I think if you could just talk about the clients that you have, then you’re also in pretty safe ground. Just don’t exaggerate. So talk about what you can, but don’t leave out what’s wrong. I think that’s the other thing about those bigger research studies. They really evaluate what went wrong with the study, what possibly skewed the results so that the next researcher can do a better job. And I don’t think we always think that way. We have to be critical about what we’re doing and what we’re talking about. The more honest we can be and say well, I think they got better because they suddenly started to go to yoga class at the same time, or they got worse and I’m not taking it personally because they decided to run a half marathon for the first time in a year since their injury. Or whatever it is. Just really look at the other influences at play and be honest about it. So don’t think you have to have a huge result or say something really big to be respected.

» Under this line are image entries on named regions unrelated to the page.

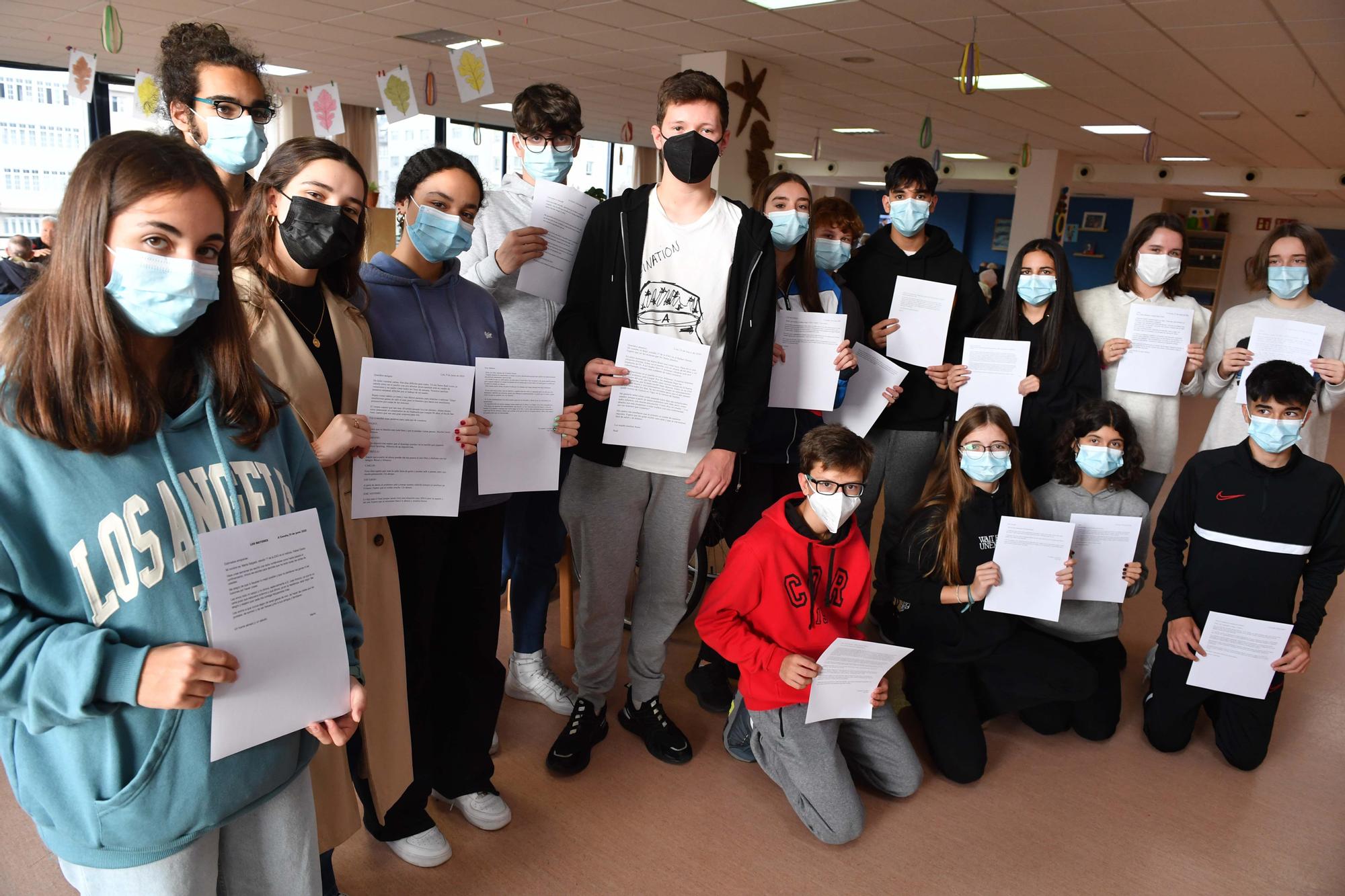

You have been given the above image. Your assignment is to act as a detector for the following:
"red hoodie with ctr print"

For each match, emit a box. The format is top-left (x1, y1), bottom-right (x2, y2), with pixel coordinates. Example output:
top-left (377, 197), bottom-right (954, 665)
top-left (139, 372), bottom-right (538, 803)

top-left (695, 494), bottom-right (870, 710)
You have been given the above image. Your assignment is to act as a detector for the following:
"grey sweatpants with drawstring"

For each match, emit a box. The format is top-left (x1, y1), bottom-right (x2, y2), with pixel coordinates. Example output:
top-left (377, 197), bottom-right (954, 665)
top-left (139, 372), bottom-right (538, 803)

top-left (748, 704), bottom-right (924, 845)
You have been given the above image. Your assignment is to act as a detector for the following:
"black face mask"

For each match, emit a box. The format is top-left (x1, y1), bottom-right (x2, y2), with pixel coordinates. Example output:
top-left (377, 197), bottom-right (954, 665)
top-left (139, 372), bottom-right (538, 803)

top-left (277, 190), bottom-right (359, 270)
top-left (663, 130), bottom-right (720, 183)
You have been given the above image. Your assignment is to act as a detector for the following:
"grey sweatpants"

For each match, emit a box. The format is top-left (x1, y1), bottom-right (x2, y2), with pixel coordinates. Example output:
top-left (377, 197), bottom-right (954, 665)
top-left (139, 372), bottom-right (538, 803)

top-left (855, 429), bottom-right (940, 588)
top-left (561, 458), bottom-right (710, 706)
top-left (749, 704), bottom-right (923, 844)
top-left (61, 768), bottom-right (323, 896)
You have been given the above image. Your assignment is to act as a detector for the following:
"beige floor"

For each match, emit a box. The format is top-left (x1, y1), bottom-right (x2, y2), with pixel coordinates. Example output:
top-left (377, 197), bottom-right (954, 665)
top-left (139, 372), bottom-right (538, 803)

top-left (0, 403), bottom-right (1345, 896)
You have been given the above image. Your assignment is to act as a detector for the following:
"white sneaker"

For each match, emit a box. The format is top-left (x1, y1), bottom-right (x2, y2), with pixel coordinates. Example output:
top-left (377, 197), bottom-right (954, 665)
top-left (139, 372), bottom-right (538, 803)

top-left (387, 827), bottom-right (453, 868)
top-left (430, 790), bottom-right (514, 830)
top-left (504, 650), bottom-right (578, 717)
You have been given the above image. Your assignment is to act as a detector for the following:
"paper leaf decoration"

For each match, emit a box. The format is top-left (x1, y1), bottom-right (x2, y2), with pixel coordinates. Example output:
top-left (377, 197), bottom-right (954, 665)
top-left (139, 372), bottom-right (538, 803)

top-left (448, 43), bottom-right (495, 102)
top-left (67, 50), bottom-right (98, 102)
top-left (378, 66), bottom-right (420, 124)
top-left (308, 83), bottom-right (346, 137)
top-left (130, 71), bottom-right (163, 120)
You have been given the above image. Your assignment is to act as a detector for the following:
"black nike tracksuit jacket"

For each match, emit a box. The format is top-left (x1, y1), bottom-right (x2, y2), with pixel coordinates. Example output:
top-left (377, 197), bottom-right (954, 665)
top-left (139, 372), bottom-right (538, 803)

top-left (1154, 440), bottom-right (1345, 635)
top-left (551, 184), bottom-right (775, 467)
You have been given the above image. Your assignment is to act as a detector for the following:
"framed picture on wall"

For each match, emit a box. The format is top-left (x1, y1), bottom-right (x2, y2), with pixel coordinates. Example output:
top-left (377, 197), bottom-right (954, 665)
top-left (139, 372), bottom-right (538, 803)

top-left (1079, 211), bottom-right (1107, 233)
top-left (990, 218), bottom-right (1013, 251)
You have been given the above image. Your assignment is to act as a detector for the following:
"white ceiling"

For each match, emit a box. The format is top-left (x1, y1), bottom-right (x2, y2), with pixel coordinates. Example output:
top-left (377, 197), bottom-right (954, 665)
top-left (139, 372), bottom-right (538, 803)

top-left (0, 0), bottom-right (1345, 206)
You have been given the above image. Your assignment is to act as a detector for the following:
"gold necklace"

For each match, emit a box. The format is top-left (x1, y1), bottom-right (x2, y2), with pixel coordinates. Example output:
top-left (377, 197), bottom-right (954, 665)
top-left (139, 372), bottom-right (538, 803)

top-left (276, 293), bottom-right (327, 348)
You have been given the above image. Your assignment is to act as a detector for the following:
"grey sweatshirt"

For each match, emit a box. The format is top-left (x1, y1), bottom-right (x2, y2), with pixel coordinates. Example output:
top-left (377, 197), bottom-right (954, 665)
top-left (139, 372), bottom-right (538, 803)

top-left (460, 171), bottom-right (561, 360)
top-left (1028, 482), bottom-right (1149, 642)
top-left (1200, 298), bottom-right (1345, 462)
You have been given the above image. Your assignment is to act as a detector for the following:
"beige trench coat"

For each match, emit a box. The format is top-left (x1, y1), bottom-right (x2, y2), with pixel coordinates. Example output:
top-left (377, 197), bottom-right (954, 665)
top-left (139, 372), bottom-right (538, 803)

top-left (234, 268), bottom-right (412, 852)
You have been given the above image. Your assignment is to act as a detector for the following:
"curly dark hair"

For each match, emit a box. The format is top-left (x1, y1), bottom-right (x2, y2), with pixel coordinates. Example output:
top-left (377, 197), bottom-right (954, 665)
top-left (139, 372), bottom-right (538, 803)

top-left (159, 22), bottom-right (265, 134)
top-left (1056, 399), bottom-right (1145, 491)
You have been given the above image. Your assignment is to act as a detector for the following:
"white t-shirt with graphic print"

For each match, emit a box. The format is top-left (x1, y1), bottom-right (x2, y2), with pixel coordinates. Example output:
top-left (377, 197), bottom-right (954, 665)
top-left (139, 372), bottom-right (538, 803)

top-left (623, 190), bottom-right (742, 479)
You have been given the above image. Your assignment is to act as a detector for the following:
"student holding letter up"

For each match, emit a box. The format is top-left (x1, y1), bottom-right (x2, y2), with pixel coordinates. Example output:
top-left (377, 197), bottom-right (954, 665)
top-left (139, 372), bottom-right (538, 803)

top-left (695, 426), bottom-right (921, 844)
top-left (1200, 220), bottom-right (1345, 460)
top-left (360, 147), bottom-right (578, 866)
top-left (1018, 401), bottom-right (1149, 740)
top-left (546, 69), bottom-right (775, 774)
top-left (1145, 360), bottom-right (1345, 771)
top-left (0, 130), bottom-right (364, 896)
top-left (841, 156), bottom-right (986, 587)
top-left (948, 239), bottom-right (1102, 489)
top-left (1077, 211), bottom-right (1209, 507)
top-left (873, 405), bottom-right (1098, 784)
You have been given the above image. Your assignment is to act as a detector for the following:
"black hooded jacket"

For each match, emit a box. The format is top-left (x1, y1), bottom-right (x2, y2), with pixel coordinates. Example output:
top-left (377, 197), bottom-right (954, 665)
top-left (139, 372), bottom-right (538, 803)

top-left (841, 225), bottom-right (987, 432)
top-left (551, 184), bottom-right (775, 467)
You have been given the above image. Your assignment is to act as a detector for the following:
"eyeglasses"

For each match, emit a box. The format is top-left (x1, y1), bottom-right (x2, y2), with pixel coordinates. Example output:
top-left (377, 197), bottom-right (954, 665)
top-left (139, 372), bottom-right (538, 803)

top-left (523, 133), bottom-right (574, 152)
top-left (959, 441), bottom-right (1013, 459)
top-left (192, 97), bottom-right (276, 124)
top-left (808, 477), bottom-right (863, 498)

AH That is a good start. [laughs] You’ve given me enough to start with.
DT Oh, good.
AH Anything — this has been so — I so appreciate — I need to hear these things and I need to hear them in a variety of ways and from a variety of people who guide me through it and hold my hand through it in many different ways. And I so appreciate your approach and that’s helped me absorb a lot more. I think that hearing more about how to talk about pain and how to talk about pain science and how to talk to other practitioners, I think I absorb more every time I hear it in a different way from someone else. So I very much appreciate you giving me a lot more to absorb. And I am really confident that our listeners feel the same way. Anything else? Any final thoughts you want us to end on?

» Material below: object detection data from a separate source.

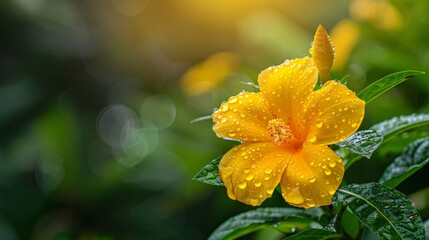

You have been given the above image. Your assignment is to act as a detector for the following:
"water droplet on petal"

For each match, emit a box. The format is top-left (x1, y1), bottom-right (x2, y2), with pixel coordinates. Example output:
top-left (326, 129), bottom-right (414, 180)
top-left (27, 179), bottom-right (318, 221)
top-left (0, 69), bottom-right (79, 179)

top-left (283, 187), bottom-right (304, 204)
top-left (238, 182), bottom-right (247, 189)
top-left (324, 168), bottom-right (332, 176)
top-left (267, 188), bottom-right (274, 195)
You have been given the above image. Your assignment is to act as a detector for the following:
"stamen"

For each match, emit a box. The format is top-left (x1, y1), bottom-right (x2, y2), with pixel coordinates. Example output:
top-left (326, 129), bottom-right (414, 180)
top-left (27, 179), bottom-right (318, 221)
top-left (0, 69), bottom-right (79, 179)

top-left (268, 118), bottom-right (293, 145)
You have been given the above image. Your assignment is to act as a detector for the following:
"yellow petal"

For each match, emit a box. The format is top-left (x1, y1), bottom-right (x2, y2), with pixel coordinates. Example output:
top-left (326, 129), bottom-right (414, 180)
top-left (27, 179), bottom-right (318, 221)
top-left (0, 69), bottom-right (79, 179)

top-left (280, 144), bottom-right (344, 208)
top-left (258, 57), bottom-right (318, 138)
top-left (310, 25), bottom-right (334, 82)
top-left (304, 81), bottom-right (365, 145)
top-left (212, 92), bottom-right (273, 142)
top-left (219, 143), bottom-right (290, 206)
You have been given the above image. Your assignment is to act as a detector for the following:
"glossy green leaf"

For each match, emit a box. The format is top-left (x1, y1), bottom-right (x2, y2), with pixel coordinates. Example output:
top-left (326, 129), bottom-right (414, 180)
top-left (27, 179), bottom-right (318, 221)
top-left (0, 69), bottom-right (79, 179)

top-left (209, 208), bottom-right (323, 240)
top-left (286, 228), bottom-right (343, 240)
top-left (336, 130), bottom-right (383, 159)
top-left (371, 114), bottom-right (429, 141)
top-left (358, 70), bottom-right (425, 104)
top-left (194, 157), bottom-right (223, 186)
top-left (333, 183), bottom-right (425, 239)
top-left (379, 138), bottom-right (429, 187)
top-left (340, 75), bottom-right (350, 86)
top-left (425, 219), bottom-right (429, 240)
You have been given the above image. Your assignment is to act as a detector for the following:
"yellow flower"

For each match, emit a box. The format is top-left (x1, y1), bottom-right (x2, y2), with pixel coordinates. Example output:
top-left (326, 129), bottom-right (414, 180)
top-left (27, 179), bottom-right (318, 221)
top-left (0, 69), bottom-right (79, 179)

top-left (212, 26), bottom-right (365, 208)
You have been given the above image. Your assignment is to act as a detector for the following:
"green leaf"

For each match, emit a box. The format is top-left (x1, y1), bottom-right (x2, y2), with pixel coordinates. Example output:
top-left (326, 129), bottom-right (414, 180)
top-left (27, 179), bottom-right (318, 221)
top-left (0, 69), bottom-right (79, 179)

top-left (424, 219), bottom-right (429, 240)
top-left (286, 228), bottom-right (343, 240)
top-left (340, 75), bottom-right (350, 86)
top-left (193, 157), bottom-right (223, 186)
top-left (358, 70), bottom-right (425, 104)
top-left (336, 130), bottom-right (383, 159)
top-left (370, 114), bottom-right (429, 141)
top-left (209, 208), bottom-right (323, 240)
top-left (379, 138), bottom-right (429, 187)
top-left (333, 183), bottom-right (425, 239)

DT Yeah, I think when you’re approaching doctors, whether it’s in a pain clinic or in a cancer clinic or just doctors that your patients or clients already have, ask what you can do to help them. This is not about you selling yourself first. You have to show interest in them. Let them know that you will support the patient’s self-care plans; that you’ve got all this time with the patients that you don’t, and that you’re really happy to do what you can to make sure that what the doctor wants to have happen can happen. So create teamwork opportunities. Create a need for yourself by knowing what it is that they need and don’t just have it be about you trying to look good in front of them. Make them look good and that’s, I think, going to get you a foot in the door and make you different than someone else that’s just trying to sell them something.
AH Excellent. Thank you so much, Diana. This is so much. This is an episode, I think, a lot of us are going to listen to many times so we can keep absorbing more from it.

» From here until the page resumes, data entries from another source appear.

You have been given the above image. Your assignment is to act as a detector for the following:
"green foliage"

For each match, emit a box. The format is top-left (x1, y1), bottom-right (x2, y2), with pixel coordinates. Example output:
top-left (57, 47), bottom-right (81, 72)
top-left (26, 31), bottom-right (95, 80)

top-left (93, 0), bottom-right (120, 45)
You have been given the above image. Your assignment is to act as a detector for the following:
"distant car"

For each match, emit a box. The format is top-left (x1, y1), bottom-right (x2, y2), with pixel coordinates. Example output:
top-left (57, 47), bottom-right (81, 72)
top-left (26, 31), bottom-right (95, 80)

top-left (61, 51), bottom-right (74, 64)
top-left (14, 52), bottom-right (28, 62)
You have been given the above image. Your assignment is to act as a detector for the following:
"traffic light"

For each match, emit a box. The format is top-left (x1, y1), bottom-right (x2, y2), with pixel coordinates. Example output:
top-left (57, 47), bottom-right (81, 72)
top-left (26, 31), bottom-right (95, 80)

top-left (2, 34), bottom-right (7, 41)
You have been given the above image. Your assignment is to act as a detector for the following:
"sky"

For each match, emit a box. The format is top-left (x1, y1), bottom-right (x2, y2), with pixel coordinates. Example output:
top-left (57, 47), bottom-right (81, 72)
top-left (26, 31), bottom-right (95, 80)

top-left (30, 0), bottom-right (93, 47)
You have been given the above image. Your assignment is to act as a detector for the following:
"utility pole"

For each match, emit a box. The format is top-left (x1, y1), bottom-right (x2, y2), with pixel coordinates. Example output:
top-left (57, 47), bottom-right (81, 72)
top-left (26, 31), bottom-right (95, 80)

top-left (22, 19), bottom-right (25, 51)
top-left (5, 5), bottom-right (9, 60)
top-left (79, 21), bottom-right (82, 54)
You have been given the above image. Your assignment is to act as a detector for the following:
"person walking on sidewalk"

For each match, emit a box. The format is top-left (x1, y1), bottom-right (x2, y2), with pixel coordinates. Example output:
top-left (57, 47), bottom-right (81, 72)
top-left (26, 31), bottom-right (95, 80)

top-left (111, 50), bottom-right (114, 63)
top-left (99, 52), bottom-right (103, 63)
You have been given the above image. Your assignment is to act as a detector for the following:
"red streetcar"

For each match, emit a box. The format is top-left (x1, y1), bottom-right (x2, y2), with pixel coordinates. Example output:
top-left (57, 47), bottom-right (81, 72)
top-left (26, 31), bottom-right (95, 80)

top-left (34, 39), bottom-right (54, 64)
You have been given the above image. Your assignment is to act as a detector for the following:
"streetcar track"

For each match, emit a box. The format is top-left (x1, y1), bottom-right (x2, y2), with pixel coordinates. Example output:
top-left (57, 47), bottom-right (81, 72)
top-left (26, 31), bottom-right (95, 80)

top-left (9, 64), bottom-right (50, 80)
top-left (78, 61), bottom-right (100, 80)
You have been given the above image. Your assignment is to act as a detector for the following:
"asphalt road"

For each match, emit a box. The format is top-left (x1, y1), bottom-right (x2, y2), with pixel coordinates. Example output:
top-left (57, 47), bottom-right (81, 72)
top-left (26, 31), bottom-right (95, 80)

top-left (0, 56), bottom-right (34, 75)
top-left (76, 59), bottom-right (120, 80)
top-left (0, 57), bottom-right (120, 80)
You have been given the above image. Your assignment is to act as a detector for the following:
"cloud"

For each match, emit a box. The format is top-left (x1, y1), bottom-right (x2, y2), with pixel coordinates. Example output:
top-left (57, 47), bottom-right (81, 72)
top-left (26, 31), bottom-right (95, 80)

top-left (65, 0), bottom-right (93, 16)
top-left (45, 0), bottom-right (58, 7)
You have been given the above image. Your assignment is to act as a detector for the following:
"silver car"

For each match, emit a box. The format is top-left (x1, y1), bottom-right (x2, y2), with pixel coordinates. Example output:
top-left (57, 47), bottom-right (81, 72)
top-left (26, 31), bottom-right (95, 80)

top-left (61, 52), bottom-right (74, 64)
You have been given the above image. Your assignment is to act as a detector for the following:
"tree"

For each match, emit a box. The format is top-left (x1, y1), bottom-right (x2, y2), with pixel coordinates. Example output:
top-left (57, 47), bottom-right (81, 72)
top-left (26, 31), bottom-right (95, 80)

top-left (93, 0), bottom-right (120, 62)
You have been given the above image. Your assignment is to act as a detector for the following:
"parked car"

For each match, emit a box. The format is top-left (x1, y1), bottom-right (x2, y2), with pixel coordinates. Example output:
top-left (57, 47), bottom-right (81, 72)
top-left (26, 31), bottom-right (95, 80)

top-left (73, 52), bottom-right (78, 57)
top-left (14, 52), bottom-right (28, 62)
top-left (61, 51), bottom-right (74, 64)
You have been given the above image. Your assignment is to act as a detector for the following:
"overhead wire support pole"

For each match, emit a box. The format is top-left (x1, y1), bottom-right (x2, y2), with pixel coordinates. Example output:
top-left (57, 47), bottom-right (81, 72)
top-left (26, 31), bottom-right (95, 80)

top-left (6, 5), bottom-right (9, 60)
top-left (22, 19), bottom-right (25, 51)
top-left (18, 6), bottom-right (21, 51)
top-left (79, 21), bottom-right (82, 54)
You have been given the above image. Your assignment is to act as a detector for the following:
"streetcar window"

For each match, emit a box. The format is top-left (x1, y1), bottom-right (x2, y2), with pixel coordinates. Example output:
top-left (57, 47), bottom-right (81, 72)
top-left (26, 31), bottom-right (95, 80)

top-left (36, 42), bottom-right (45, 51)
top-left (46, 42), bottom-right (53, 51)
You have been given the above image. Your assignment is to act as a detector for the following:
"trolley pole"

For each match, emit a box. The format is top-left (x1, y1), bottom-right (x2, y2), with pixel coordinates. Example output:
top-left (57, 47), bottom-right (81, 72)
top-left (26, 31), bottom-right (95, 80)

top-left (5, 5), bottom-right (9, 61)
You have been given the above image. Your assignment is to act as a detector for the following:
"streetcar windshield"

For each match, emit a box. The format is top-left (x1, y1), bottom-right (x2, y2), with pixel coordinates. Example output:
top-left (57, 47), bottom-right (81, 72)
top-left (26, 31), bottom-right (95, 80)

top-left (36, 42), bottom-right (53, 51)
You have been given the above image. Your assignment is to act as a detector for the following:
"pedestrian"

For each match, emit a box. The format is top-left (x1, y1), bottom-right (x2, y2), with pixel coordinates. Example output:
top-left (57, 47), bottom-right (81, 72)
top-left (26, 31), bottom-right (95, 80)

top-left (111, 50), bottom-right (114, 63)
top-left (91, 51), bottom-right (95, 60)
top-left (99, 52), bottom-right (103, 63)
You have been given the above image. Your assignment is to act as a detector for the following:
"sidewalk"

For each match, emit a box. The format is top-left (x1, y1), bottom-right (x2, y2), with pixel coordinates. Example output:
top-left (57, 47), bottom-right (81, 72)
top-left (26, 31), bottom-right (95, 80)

AH So, everyone, again, you can check out Diana’s electronic health records system online at handshealehr.com. And again, we’ll have all the links to that on the podcast episode, and you can find that at massagebusinessblueprint.com. You click on the little podcast tab and you will see all of our 150-something podcasts up to this point, the past couple of years’ worth of podcasts. You can see all of the notes and links and resources that we’ve put there under Diana’s episode. That’s all I’m going to say. This has been enough, and I don’t want to give anyone any more information that might overfill their brains. So thank you again, Diana Thompson, for joining us.
DT Yeah, you’re welcome. Thank you for having me.
AH Thanks. And, everyone, have a really wonderful day.